Bakda kajian SMS di Shiga



Kyoto in Autumn

Suatu hari pintu kamar asrama saya diketuk dari luar. Tetangga sebelah rumah ternyata. Mahasiswa asal New Zealand yang juga sudah bekeluarga, Rory namanya. Istrinya bernama Catherine dan ananya bernama Julian. Ia memberikan saya setangkai buah yang katanya habis diambilnya dari pohon di kebun. Masih dengan tangkai dan daunnya! Buah persimmon alias buah bedak. Di Jepang disebut buah khaki. Ternyata itu kesemek kalau di Indonesia, haha. Jujur, saya belum pernah mencicip buah kesemek. Dan kesemek Jepang itu enak sekali, maa syaa Allah. Jadi, buah khaki ini adalah buah khas musim gugur. Kalau sebelumnya saya mencicip buah persik yang khas di musim panas dengan merogoh kantong lumayan, di musim gugur ini saya bisa menikmati buah khaki dengan mudah karena tetangga rutin memberi hasil petikan kebunnya. Kalaupun membeli di supa, harganya pun tidak terlalu mahal. Masih sebelas dua belas dengan harga jeruk atau apel.

kesemek Jepang

Awal musim gugur ini juga saatnya suami yang saya tunggu-tunggu pulang dari Vietnam. Setelah perjuangan saya mengasuh dua bocil yang super aktif ini sendirian di sini, dan perjuangan suami yang riset sampai harus menempuh drama operasi batu ginjal sendirian di sana, kami pun kembali bersua. Alhamdulillah…alhamdulillah. Momen pertemuan kami juga begitu dramatis. Saya dan anak-anak hendak menjemput suami di stasiun kereta. Kami berjalan lewat pintu belakang. Setelah keluar pintu otomatis gedung, kami menyusuri lorong konblok menuju gerbang. Sesaat hampir sampai gerbang pagar yang membatasi wilayah asrama dan jalan raya, ada seorang lelaki gagah berompi dan bertopi yang berjalan ke arah gerbang dengan menenteng koper besar dari arah berlawanan. Itu abi! Saya bersorak dalam hati. Si abi setengah berlari langsung menggendong sulung kami yang masih menatap bingung dan kaget. Apalagi bocil kedua yang mimik wajahnya sempurna bengong karena hampir tidak mengenali abinya yang berpisah selama dua bulan (padahal hampir tiap hari video call). Saya? Hanya sanggup mencium tangan dan sedikit memeluk tanpa berkata apapun. Padahal suami saya berkata, “Maa syaa Allah, bunda cantik banget!” saya hanya tersenyum. Iyah, saya mah begitu. Kalau terlalu gembira jadi hlang kata-kata. Hanya bisa tersenyum, tapi lidah menjadi kelu. Lebay yah? Biar saja.
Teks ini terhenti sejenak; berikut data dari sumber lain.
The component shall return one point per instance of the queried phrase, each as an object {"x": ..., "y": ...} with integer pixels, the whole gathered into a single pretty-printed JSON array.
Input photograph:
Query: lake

Setelah suami pulang, sesungguhnya diri ini ingin sejenak bersantai dan bersenang-senang. Namun, seyogyanya aktivitas muslim memang tidak boleh banyak bersantai-santai. Setelah selesai satu urusan, bersegeralah untuk menyelesaikan urusan berikutnya. Dan begitulah Allah mengatur segala urusan kami. Tidak sampai sepekan berikutnya, kami harus bertolak ke Indonesia. Suami melanjutkan risetnya di lokasi baru, sementara saya dan anak-anak mendampinginya sekaligus melepas rindu dengan keluarga besar. Sepekan di Kyoto ini suami langsung sibuk bolak-balik kampus mengurus administrasi, sedangkan saya mencicil berkemas bawaan dan belanja oleh-oleh yang hendak dibawa ke Indonesia. Kami pun tidak sempat menikmati ‘momiji’ tahun pertama kami di Kyoto. Momiji saat puncak musim gugur dan semua daun berubah warna menjadi merah dan kuning berlangsung di pertengahan bulan November, sementara kami berangkat ke Indonesia tanggal 5 November. Aih, sedihnya. Tertinggal satu momen indah di Jepang, meskipun kami juga gembira karena mau pulang. Akhirnya, saya dan keluarga menyempatkan piknik singkat berupa makan siang bersama di tepi sungai Kamogawa bersama pasangan Wawe-Kamil. Dedaunan di sepanjang tepi sungai belum berubah warna semua, tetapi tampak sedikit yang mulai memerah dan mencoklat. Tetap indah. Sungai Kamogawa ini adalah lokasi favorit para penduduk dan turis untuk berpiknik atau sekedar berolahraga. Ia selalu indah di segala musim. Kami pun mengambil spot di sisi sungai yang terdapat dipan kayu lebar di bawah pohon untuk lesehan, lalu makan bersama sambil menikmati pemandangan Kamogawa. Setelahnya, Yujin bermain di sungai bersama abi dan Wawe, sementara Yumna sibuk naik turun di tanah miring sambil tertawa-tawa bersama Kamil. Bundanya? Memotret mereka semua, hehe. 


tepi sungai Kamogawa

Semoga kami bisa menikmati momiji di tahun 2020 yaa.